Détruire, c’est très facile. Il suffit de quelques secondes, de peu d’imagination et d’une justification quelque peu farfelue pour défaire ce que quelqu’un a construit avec effort et persévérance. Mais bien plus difficile que l’exercice d’édification est celui de la reconstruction.
Le livre de Néhémie nous livre une histoire étonnante. La rencontre d’un homme avec une vision et celle d’un peuple avec la volonté de Dieu. Au début du récit le peuple de Juda revenu de l’exil habite « dans une grande misère et dans une situation humiliante » une Jérusalem dépourvue de murailles et de portes.
La thermodynamique statistique interprète le concept d’entropie comme la mesure du degré de désordre d’un système. Plus le système est en désordre, moins il est capable de fournir un travail. L’entropie de la Jérusalem que Hanani décrit à son frère Néhémie est telle que personne dans cette ville n’était en mesure d’y remettre de l’ordre. Il ne s’agissait pas seulement de rassembler les pierres de la muraille, ni de trouver le bois pour bâtir les portes. Il était question de rassembler les forces, d’éveiller les esprits et surtout de donner de l’espoir à tout un peuple abasourdi par la tristesse, le désordre, la peur, l’injustice et l’oubli.
Néhémie pleure, plusieurs jours durant, le sort de son peuple, il jeûne et prie. Sa prière n’est pas une somme de constats ou de lamentations, c’est une prière active qui exige de Dieu Son écoute attentive. « Tourne ton regard vers moi, sois attentif, écoute maintenant la prière que je t’adresse, moi, ton serviteur. », clame-t-il au verset 6 du premier chapitre. Dans sa demande germe déjà l’action. Une fois son genou se lèvera de terre, son projet se lèvera aussi avec lui. Il cherchera les forces, les ressources, il se mettra en route, il se battra contre l’adversité. La foi n’est elle pas tout ça, en somme ? Se projeter vers la promesse, comme un enfant qui cherche les bras de ses parents.
La foi de Néhémie n’est pas celle de celui qui se met à pousser la montagne pour la déplacer, ni celle de celui qui attend patiemment au pied d’elle qu’elle bouge. C’est celle d’un serviteur de Dieu qui s’agenouille pour la ramasser, caillou par caillou, brique par brique, et qui voit dans le ramassis formé lentement par ses mains, dans l’entropie qui s’efface avec l’action, la promesse qui s’accomplit.

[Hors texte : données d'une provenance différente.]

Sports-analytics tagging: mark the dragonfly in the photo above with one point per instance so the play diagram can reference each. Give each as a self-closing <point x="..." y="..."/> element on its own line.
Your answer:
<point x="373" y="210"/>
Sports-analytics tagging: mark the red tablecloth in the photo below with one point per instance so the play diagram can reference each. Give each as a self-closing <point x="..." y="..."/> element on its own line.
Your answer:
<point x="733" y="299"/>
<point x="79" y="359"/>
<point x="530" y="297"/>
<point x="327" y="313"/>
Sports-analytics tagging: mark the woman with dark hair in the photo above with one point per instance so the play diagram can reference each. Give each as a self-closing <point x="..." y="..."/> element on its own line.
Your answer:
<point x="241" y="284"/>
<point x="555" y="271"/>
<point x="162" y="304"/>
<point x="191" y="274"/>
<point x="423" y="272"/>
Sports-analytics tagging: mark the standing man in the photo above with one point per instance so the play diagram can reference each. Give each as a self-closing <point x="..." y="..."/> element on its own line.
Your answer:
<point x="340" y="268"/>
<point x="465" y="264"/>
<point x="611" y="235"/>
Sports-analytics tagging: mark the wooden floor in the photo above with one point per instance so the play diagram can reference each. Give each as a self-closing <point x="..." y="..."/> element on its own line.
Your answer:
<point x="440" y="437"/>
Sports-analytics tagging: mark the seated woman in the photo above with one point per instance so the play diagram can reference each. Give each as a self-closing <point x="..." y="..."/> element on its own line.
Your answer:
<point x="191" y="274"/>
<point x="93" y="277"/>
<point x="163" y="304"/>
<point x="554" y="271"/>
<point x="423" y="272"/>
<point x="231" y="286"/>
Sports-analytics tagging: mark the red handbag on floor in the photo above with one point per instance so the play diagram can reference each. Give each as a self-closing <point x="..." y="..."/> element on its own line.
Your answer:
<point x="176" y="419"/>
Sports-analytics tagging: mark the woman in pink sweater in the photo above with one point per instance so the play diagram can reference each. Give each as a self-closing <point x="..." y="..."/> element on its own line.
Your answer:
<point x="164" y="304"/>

Nous vivons aujourd’hui dans un monde de consternation pour certains, de désespoir pour d’autres. Que faire ? Pleurer et s’enfoncer dans l’accablement, ou agir ? Quelques pages plus loin dans ce journal vous pourrez lire des récits de personnes qui ont choisi la seconde option. Mais pour eux, comme pour Néhémie, la prière n’a pas été le dernier recours de celui qui ne trouve pas d’issue face à l’adversité. La prière est au cœur même de l’action.
Bien plus belle que la première prière de Néhémie peut être la seconde. Celle dont on ne connaît pas les mots, celle qui est évoquée au verset 4 du deuxième chapitre : « ‘Que désires-tu obtenir de moi ?’ me demanda le roi. Aussitôt, j’adressai une prière au Dieu du ciel ». Au milieu de l’action, là où certains cherchent l’inspiration de l’adrénaline, le serviteur de Dieu cherche son Seigneur, le Créateur, celui qui ordonne la matière et l’énergie. Une fraction de seconde. « Puis je répondis … ».